Lorsque le fabricant est une société étrangère et qu'est désigné, par le biais d'une clause de for, un tribunal étranger d'un autre État membre de l'UE (affilié au Règlement Bruxelles Ibis ou à la Convention de Lugano), ainsi qu'un droit étranger, la Loi belge impérative sur les concessions de vente exclusive doit s’effacer. La raison en est que le droit belge est subordonné au droit supranational de l'UE.

Auparavant, il suffisait également que la clause attributive de juridiction figurant dans un accord de distribution internationale fasse référence au droit belge pour que les dispositions impératives de la Loi belge sur les concessions de vente exclusive soient applicables. On considère aujourd'hui qu'une référence explicite à la Loi belge sur les concessions de vente exclusive dans la clause d’élection de for est nécessaire.

Dans un arrêt récent du 7 avril 2023, la Cour de cassation a jugé que la Loi belge sur les concessions de vente exclusive n'est pas une loi de police de droit particulièrement impératif au sens de l'article 9.1. du règlement Rome I car, aux yeux de la Cour de cassation, la Loi belge sur les concessions de vente exclusive ne protégerait que des intérêts privés. Cela permet également de considérer comme valable une clause d'arbitrage appliquant une loi étrangère dans un contrat de distribution avec un distributeur belge.

  1. Bonnes pratiques
  • Chaque pays a ses propres règles et coutumes spécifiques. C'est pourquoi vous devez toujours vous faire assister par un spécialiste local du droit de la distribution.
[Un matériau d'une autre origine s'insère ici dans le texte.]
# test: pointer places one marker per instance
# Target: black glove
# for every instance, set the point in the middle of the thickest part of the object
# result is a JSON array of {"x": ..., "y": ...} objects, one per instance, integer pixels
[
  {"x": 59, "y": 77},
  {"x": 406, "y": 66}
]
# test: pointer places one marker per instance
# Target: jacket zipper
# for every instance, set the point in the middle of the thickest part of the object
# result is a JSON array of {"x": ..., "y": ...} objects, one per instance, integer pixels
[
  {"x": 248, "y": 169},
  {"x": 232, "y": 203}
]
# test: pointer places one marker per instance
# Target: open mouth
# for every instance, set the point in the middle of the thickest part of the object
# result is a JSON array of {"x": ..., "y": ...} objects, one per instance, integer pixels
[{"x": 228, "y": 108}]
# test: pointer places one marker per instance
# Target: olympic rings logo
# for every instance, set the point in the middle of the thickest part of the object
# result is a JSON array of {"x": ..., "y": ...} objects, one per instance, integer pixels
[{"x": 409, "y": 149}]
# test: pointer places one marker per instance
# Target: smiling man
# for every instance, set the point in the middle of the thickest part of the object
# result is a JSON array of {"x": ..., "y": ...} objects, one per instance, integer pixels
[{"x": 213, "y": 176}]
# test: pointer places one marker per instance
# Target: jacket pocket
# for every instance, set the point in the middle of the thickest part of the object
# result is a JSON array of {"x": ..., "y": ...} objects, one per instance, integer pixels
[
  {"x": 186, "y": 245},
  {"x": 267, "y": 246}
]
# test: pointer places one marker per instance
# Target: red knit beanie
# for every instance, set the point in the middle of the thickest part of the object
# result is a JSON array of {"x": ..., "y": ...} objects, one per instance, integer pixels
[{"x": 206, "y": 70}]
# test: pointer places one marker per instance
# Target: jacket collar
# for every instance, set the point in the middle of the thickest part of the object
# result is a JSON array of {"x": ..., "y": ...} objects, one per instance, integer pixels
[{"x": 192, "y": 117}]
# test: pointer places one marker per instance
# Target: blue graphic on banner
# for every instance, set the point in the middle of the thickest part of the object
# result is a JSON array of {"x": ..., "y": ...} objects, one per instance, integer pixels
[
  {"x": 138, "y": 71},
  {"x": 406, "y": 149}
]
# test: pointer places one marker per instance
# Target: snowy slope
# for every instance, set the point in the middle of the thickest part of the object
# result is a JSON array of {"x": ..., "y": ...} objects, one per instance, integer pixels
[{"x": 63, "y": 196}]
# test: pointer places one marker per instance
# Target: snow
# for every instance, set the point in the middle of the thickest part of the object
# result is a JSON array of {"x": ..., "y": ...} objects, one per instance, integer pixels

Tant pour la rédaction et la négociation des contrats de distribution que pour l'élaboration d'une stratégie de résiliation des contrats de distribution.
  • En principe, le distributeur ne peut prétendre à un préavis et à une indemnité de clientèle si le contrat de distribution est résilié en raison de sa faute grave. La constitution d'un dossier et la mise en place d'une stratégie adéquate au début d’un dossier d’ « exit » sont cruciales ;
  • Les négociations sur l’indemnité de clientèle commencent souvent dès la résiliation de la convention de distribution en cours. Un fabricant peut proposer une prolongation du délai de préavis lors de la résiliation en échange d'une renonciation à l’indemnité de clientèle. Un délai de préavis plus long profite à la fois au fabricant et au distributeur, tandis que le paiement d'une indemnité est particulièrement préjudiciable à la trésorerie d'un fabricant.